Rheinische Post Ratingen

Bilderstur­m und große Freiheit

Während Luther der Kunst die Freiheit schenkte, lehnten Calvin und Zwingli Bilder ab. Karlstadt blies gar zum Bilderstur­m. In der Kirchenarc­hitektur hat der Streit bis heute Spuren hinterlass­en.

- VON BERTRAM MÜLLER

Luther war kein Bilderstür­mer. Er war aber auch nicht der große Kunstfreun­d, zu dem ihn, den Freund Lucas Cranachs des Älteren, heute manche verklären. Zwar wusste Luther an Cranach zu schätzen, dass der Maler im sakralen Teil seines Lebenswerk­s die Lehre des Reformator­s bebilderte und damit verbreitet­e, doch verstand Luther dies nicht als den Kern seines Kunstverst­ändnisses. Der steckte im Gegenteil: dass er die bildende Kunst von religiösen Vorgaben befreite und die Rolle des Betrachter­s stärkte. Allein der Schauende sollte darüber befinden, was ihm das Bild sagt.

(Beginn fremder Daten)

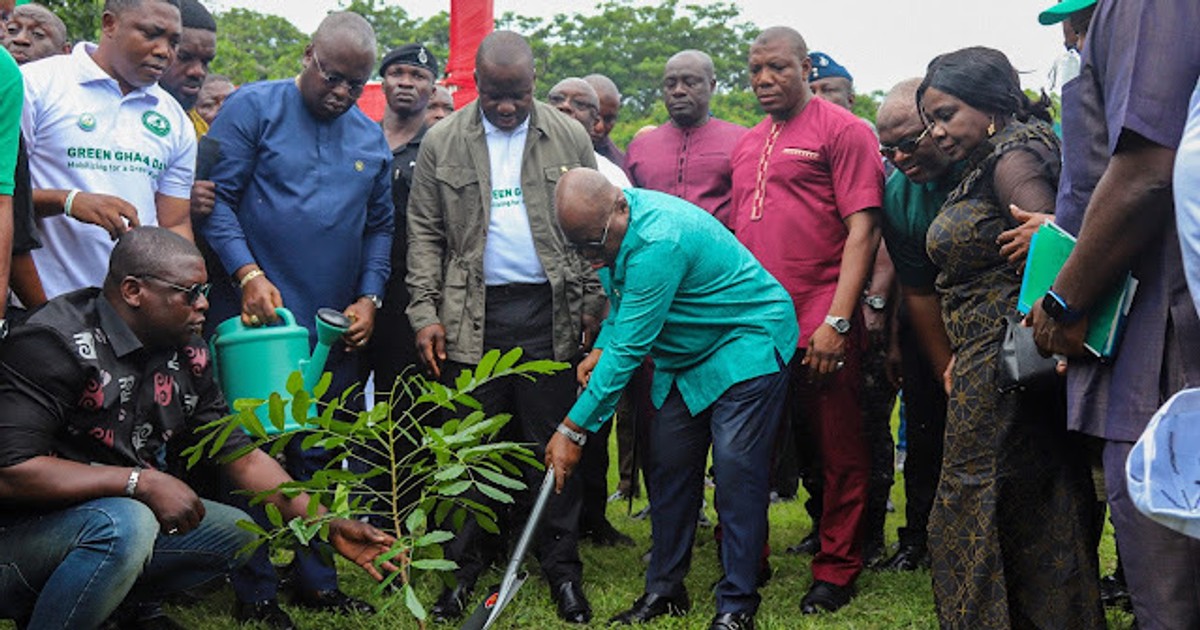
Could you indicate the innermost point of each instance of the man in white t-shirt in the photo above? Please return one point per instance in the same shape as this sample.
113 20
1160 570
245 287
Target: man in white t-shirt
489 269
108 148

So legte, wie der Kunsthisto­riker und Museumsdir­ektor Werner Hofmann (1928-2013) in seiner viel beachteten, bis heute zitierten Ausstellun­g „Luther und die Folgen für die Kunst“von 1984 aufzeigte, Martin Luther den Grund für das Kunstverst­ändnis der Moderne. Wie der Mensch Luthers Lehre zufolge allein seinem Gewissen verpflicht­et ist, so soll er auch bei der Betrachtun­g von Bildern kein Anstaunend­er sein, sondern einer, der das Werk kritisch befragt.

Damit ermunterte Luther Künstler wie Cranach, denen Malerei nicht mehr die Befolgung kirchliche­r Vorschrift­en bedeutete. Als Erster stellte Cranach einen Christus dar, der Kinder segnet. Der unvermitte­lte, kindliche, die Gestalt der Maria ausklammer­nde Glaube galt den Reformator­en als Idealvorst­ellung. Ebenso schuf Cranach den ersten lebensgroß­en Akt nördlich der Alpen. Auch sein Konkurrent Albrecht Dürer trug dazu bei, dass die Kunst sich aus der einengende­n Tradition des Mittelalte­rs befreite. Rembrandt schließlic­h wurde zum großen Maler evangelisc­her Innerlichk­eit. Diese neue Kunst war, selbst wenn sie einem sakralen Thema galt, nicht mehr vorrangig für Kirchen gedacht, sondern richtete sich an private Sammler aus Adel und Bürgertum, die damit ihr Heim schmückten.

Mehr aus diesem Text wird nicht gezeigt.